I'm studying Jakob Jonsson's book Simplicial Complexes of Graphs very rigorously and in depth. I've been okay so far with the intensity and notation, but on page Chapter 3, section 2, page 30, I'm coming across some difficulty with his notation.
He writes:
"Let $\Delta$ be a simplicial complex. For $d \geq -1$, let $\tilde{C}_{d}(\Delta; \mathbb{F})$ be the free $\mathbb{F}$-module with one basis element, denoted as $[\sigma] = [s_1] \wedge \cdots \wedge [s_{d+1}]$, for each $d$-dimensional face $\{s_1, \dots, s_{d+1}\}$ of $\Delta$."
Later, he says:
"Whenever $\sigma$ and $\tau$ are disjoint faces such that $\sigma \cup \tau \in \Delta$, we define $[\sigma] \wedge [\tau]$ in the natural manner."
First question: What is this "natural manner" that he means?
Later, he defines reduced homology in its typical setting. He then gives an example:
"... note that $\tilde{H}_{d}(\Delta; \mathbb{F}) = 0$ for all $d$ whenever $\Delta = \text{Cone}_{x}(\Sigma)$ for some simplicial complex $\Sigma$. Namely, we may write any element $c$ in $\tilde{C}_{d}(\Delta; \mathbb{F})$ as $c = [x] \wedge c_1 + c_2$, where $c_1$ and $c_2$ are elements in $\tilde{C}(\Sigma; \mathbb{F})$." (he doesn't specify the dimension of this aforementioned module, but I assume its codimension with respect to $\Delta$ is one).
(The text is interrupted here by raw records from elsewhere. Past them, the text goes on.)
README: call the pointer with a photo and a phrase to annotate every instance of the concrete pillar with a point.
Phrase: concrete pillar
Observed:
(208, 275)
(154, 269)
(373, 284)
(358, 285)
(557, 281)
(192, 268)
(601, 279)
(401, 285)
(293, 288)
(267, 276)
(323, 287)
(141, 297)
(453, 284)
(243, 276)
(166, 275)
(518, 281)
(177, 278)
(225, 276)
My next question is: With his notation, I'm unsure how to write an element $c \in \tilde{C}_{d}(\Delta;\mathbb{F})$. I would be pleased to see an example what a typical element may look like. I'm assuming it's something like $c = a_{1}[\sigma_1] + \cdots + a_{d}[\sigma_d]$, where coefficients are in $\mathbb{F}$.
So, yeah, what's the natural manner of $\wedge$, and how does a typical element look?